The premise is this: people send in stories. Other adults volunteer to read and perform those stories in front of a live audience every third Tuesday of the month at Rudyard’s. Fans pay $5 to get in and watch it all play out. Hilarity and fun ensues. It’s a formula that’s been perfected since the earliest times of BooTown’s history, and still draws a regular and dedicated audience once a month.
While Grown-up Storytime is now a self-sustaining Montrose ritual, a more recent BooTown production called Benshi is slowly catching on. Burleson says it’s a medium that started in Japan as a way to reinterpret Western movies for an Eastern audience that didn’t necessarily understand the culture or context behind the film. Actors and actresses would narrate silent movies through live dialogue, translations, sometimes inventing entirely new plots for their audience. BooTown utilizes the format in two ways: long-form self-produced performances and a regular monthly event called Neo Benshi where teams put together their own mini Benshi shows to perform in front of an audience. The latter serves as an educational tool that is also a self-contained series, similar to Grown-up Storytime.
“That’s what makes Grown-up Storytime so successful, is that everything is crowdsourced,” says Hynds. “We’re trying to do the same thing with Neo Benshi where you tell us what you want to do and we give you the format. They tell us what clips they want to re-interpret.”
On top of the eclectic mix of BooTown-produced events is the fact that many of them are held in different venues (hence the “non-traditional settings” part of their mission statement).

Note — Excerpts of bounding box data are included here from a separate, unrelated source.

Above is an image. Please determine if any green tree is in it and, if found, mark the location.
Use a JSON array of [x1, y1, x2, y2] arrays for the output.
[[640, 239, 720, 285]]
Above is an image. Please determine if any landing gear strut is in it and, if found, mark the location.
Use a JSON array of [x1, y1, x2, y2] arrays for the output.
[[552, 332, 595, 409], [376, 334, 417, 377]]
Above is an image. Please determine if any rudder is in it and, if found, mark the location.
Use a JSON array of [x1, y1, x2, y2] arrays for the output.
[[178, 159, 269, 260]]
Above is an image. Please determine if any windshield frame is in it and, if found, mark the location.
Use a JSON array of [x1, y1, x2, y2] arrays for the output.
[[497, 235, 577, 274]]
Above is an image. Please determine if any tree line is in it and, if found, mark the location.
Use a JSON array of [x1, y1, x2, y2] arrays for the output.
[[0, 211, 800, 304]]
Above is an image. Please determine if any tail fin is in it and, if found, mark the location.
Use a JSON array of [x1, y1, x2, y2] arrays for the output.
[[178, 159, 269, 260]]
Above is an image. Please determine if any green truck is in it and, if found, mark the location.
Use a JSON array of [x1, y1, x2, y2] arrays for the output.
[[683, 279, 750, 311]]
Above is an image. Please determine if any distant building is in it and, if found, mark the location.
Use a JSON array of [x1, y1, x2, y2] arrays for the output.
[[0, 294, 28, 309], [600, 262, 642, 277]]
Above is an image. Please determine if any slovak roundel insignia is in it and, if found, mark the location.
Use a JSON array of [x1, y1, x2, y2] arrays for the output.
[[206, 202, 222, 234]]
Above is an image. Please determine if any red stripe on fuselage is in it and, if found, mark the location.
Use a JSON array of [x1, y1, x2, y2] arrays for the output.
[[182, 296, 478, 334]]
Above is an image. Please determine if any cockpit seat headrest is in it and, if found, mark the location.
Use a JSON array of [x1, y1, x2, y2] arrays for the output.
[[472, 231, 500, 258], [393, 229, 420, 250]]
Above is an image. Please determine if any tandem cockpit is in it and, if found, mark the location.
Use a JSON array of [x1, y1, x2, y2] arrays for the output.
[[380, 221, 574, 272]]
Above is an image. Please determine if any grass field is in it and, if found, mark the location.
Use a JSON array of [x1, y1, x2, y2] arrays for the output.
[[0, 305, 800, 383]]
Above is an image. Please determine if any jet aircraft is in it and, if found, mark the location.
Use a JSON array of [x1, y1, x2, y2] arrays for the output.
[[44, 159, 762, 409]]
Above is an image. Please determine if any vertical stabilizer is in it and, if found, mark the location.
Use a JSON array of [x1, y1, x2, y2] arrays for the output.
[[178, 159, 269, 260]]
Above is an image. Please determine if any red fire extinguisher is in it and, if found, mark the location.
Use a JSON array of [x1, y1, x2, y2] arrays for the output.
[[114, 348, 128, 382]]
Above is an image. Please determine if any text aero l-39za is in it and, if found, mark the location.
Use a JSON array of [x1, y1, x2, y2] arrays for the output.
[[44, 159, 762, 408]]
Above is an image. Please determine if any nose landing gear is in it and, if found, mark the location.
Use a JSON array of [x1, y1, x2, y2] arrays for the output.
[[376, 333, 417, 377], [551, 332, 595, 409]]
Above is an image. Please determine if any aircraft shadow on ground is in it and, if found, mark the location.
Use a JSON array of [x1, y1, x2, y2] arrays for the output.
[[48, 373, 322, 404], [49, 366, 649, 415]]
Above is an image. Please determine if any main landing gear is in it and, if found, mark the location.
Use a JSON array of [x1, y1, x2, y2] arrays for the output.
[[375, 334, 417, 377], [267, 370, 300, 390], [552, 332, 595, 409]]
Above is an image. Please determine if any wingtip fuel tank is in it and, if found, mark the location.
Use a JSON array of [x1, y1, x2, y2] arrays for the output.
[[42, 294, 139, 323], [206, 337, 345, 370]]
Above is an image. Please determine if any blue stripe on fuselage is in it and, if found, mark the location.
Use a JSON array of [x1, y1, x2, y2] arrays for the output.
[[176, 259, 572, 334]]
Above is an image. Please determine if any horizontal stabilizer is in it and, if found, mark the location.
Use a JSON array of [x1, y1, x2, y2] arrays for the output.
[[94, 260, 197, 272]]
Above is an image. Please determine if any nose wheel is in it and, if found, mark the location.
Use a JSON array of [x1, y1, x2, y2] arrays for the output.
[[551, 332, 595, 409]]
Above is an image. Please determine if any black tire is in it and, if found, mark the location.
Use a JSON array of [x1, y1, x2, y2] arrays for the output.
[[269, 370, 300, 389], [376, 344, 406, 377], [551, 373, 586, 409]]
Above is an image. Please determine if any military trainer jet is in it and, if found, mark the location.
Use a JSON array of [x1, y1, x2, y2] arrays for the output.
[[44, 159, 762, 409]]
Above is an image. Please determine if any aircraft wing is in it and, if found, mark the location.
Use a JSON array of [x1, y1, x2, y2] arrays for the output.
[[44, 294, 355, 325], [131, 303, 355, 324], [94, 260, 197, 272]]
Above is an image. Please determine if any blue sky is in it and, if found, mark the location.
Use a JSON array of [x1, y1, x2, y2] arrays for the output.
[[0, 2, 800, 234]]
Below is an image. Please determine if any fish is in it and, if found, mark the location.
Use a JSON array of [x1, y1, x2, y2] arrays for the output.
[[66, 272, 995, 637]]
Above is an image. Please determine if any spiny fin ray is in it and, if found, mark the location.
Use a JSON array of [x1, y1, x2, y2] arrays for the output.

While the regularly occurring Neo Benshi and Grown-up Storytime events have a set location — both of which are in Montrose — the original productions float between various bars, venues and open spaces throughout the city.
This gypsy approach to staging productions parallels BooTown’s ability to adapt, change and grow into something that is unlike any other organization in the city. Over the last seven years they’ve managed to remain an enigma; often classified as a theater company for grant-writing purposes, but otherwise nearly undefinable between the shadow puppetry, mixed media performances, crowdsourced monthly events and always-rotating slate of performance venues.
“We’ve been trying to phrase it as ‘theatrical and performative events,’” says Burleson. “But that’s just a mouthful, so we sometimes like to just say we’re a good time and a home of the weird and the wonderful.”
And much like Montrose itself, BooTown has always been and always will be wonderfully and refreshingly unexpected.
NOTE: The second-ever BooTown Bash happens October 25 at The Summit. The event is $25, with funds going to BooTown to help with upcoming productions. There will be food, drink, live music and even a puppet pageant where attendees can make their own shadow puppets and present them onscreen. The theme is mix and match — the perfect excuse to bring out those plaid pants and that polka-dot shirt.